I am developing a system that will eventually have millions of users. Each user of the system may have acces to different ‘tabs’ in the system. I am tracking this with a table called usertabs. There are two ways to handle this.
Way 1: A single row for each user containing userid and tab1-tab10 as int columns.
The advantage of this system is that the query to get a single row by userid is very fast while the disadvantage is that the ’empty’ columns take up space. Another disadvantage is that when I needed to add a new tab, I would have to re-org the entire table which could be tedious if there are millions of records. But this wouldn’t happen very often.
Way 2: A single row contains userid and tabid and that is all. There would be up to 10 rows per user.
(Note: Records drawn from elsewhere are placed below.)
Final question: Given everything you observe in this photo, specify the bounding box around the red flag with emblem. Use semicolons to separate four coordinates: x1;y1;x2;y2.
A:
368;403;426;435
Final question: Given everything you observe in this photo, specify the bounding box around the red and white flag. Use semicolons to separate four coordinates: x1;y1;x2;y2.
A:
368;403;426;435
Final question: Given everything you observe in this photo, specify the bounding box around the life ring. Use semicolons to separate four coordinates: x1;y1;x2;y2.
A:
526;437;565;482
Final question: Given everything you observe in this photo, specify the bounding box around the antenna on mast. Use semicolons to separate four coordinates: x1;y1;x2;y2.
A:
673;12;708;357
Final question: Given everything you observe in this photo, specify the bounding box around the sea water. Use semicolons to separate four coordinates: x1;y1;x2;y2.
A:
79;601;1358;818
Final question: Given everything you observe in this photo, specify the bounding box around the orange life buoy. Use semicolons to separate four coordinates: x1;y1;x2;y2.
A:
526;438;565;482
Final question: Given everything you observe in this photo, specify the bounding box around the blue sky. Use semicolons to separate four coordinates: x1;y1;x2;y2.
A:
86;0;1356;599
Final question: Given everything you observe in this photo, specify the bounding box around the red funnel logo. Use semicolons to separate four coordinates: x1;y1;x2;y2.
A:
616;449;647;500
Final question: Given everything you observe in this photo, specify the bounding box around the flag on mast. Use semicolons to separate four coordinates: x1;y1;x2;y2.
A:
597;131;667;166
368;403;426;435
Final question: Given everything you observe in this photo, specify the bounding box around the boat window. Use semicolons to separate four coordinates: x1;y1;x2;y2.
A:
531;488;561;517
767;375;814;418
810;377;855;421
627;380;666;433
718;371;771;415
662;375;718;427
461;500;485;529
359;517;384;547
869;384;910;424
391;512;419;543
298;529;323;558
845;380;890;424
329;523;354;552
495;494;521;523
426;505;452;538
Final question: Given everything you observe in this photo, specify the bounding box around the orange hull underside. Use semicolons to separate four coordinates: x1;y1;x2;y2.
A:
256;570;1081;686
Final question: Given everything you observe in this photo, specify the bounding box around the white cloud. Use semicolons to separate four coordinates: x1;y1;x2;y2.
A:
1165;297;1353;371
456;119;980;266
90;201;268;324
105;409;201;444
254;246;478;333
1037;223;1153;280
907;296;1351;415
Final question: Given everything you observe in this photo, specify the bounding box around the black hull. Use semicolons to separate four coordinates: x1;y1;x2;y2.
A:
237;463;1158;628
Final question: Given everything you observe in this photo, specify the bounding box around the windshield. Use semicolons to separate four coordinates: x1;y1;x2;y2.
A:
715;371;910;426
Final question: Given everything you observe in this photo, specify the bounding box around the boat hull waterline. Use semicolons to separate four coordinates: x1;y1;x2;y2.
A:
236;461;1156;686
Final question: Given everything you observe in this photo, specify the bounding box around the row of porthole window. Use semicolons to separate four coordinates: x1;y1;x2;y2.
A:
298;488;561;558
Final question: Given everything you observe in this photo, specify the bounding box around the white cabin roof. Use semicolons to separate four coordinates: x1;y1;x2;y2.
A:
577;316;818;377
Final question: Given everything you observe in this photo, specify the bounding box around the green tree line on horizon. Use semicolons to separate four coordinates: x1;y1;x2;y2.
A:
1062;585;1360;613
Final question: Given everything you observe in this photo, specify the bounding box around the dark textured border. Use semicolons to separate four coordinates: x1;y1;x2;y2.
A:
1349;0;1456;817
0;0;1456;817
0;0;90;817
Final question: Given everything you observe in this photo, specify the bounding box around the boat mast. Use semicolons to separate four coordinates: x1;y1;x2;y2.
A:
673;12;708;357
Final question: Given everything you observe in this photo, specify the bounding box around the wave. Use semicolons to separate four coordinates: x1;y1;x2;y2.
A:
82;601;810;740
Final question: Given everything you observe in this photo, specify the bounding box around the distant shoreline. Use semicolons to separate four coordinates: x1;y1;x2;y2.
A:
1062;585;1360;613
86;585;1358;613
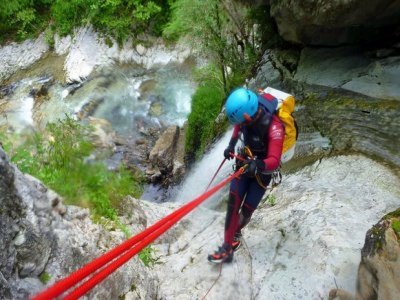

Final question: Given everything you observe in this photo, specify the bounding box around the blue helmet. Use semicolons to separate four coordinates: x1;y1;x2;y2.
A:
225;88;258;124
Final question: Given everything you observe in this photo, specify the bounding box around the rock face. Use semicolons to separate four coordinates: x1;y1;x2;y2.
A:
146;126;185;186
0;34;49;82
329;209;400;299
148;156;400;299
294;47;400;100
270;0;400;46
0;149;155;299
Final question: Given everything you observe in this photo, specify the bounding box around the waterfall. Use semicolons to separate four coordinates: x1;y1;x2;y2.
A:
170;129;233;207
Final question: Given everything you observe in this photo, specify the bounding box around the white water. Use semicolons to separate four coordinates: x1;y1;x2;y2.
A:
174;129;233;207
0;64;195;136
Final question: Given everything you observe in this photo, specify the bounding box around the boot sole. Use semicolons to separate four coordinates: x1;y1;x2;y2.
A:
208;256;233;264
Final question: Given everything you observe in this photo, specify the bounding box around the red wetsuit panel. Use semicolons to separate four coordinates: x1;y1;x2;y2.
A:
231;115;285;171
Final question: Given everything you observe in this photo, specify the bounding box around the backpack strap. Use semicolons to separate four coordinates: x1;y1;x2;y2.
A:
257;93;278;114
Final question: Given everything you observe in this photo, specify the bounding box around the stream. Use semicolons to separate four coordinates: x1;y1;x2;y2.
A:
0;54;400;207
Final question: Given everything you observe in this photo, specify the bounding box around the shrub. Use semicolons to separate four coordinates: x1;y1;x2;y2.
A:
5;117;142;220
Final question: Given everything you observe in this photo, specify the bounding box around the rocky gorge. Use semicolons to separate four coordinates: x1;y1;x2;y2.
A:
0;1;400;299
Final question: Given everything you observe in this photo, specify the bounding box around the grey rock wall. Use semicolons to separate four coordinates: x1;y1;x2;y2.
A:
0;148;156;299
269;0;400;46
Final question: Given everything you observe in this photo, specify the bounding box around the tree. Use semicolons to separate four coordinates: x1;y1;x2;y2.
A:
164;0;260;93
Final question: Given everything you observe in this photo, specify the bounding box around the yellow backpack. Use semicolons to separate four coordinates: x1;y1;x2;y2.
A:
261;87;298;163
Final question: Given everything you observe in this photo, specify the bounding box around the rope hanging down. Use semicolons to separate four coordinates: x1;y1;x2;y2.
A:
33;169;243;300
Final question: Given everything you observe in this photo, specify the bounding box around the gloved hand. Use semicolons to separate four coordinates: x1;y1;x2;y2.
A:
244;159;265;177
224;147;235;160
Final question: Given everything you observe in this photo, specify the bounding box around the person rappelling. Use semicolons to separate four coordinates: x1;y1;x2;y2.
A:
208;88;285;263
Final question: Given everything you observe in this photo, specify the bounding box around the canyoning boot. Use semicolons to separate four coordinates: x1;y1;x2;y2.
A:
208;244;233;264
232;232;242;251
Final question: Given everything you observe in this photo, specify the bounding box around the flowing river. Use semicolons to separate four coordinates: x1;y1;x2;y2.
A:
0;53;400;206
0;60;195;138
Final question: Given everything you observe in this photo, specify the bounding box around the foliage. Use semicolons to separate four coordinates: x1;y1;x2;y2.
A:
0;0;53;43
164;0;262;93
265;194;276;206
185;68;225;158
392;220;400;237
4;116;141;220
0;0;174;44
139;246;159;267
163;0;272;159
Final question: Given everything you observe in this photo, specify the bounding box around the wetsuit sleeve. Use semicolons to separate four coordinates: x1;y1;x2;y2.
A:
229;125;240;149
264;115;285;171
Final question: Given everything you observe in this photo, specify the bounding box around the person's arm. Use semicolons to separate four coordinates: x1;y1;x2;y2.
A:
263;115;285;171
224;125;240;160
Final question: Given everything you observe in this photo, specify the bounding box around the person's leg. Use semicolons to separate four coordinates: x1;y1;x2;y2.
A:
224;176;251;245
208;176;249;263
236;179;265;236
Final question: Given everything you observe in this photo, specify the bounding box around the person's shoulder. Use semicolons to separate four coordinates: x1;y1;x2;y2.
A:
271;114;283;126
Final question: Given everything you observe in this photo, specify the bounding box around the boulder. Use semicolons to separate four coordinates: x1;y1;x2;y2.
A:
148;155;400;299
146;126;185;185
329;209;400;300
0;149;156;299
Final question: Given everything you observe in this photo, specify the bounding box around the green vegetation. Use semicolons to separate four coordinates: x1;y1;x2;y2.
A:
0;0;174;43
5;117;142;221
139;246;159;267
39;272;51;284
185;67;226;158
265;194;276;206
392;220;400;237
164;0;274;159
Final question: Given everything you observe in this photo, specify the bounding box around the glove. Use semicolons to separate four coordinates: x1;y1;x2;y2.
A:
244;159;265;177
224;147;235;160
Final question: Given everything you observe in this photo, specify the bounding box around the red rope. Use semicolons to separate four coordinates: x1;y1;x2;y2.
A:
33;169;243;300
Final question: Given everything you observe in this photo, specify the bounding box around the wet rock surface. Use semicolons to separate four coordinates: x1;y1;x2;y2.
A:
144;155;400;299
0;149;156;299
270;0;400;46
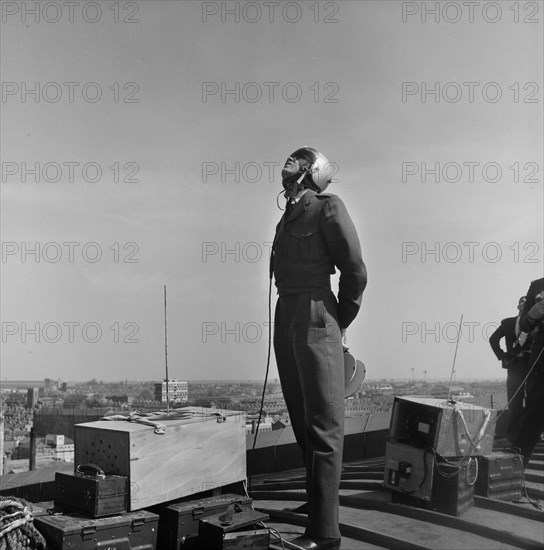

The advantage of this system is easy sharding or other mechanism for optimized storage and no wasted space. Rows only exist when necessary. The disadvantage is up to 10 rows must be read every time I access a record. If these rows are scattered, they may be slower to access or maybe faster, depending on how they were stored?
My programmer side is leaning towards Way 1 while my big data side is leaning towards Way 2.
Which would you choose? Why?
Premature optimization, and all that…
Option 1 may seem “easier”, but you’ve already identified the major downside – extensibility is a huge pain.
I also really doubt that it would be faster than option 2 – databases are pretty much designed specifically to find related bits of data, and finding 10 records rather than 1 record is almost certainly not going to make a difference you can measure.
“Scattered” records don’t really matter, the database uses indices to be able to retrieve data really quickly, regardless of their physical location.
This does, of course, depend on using indices for foreign keys, as @Barmar comments.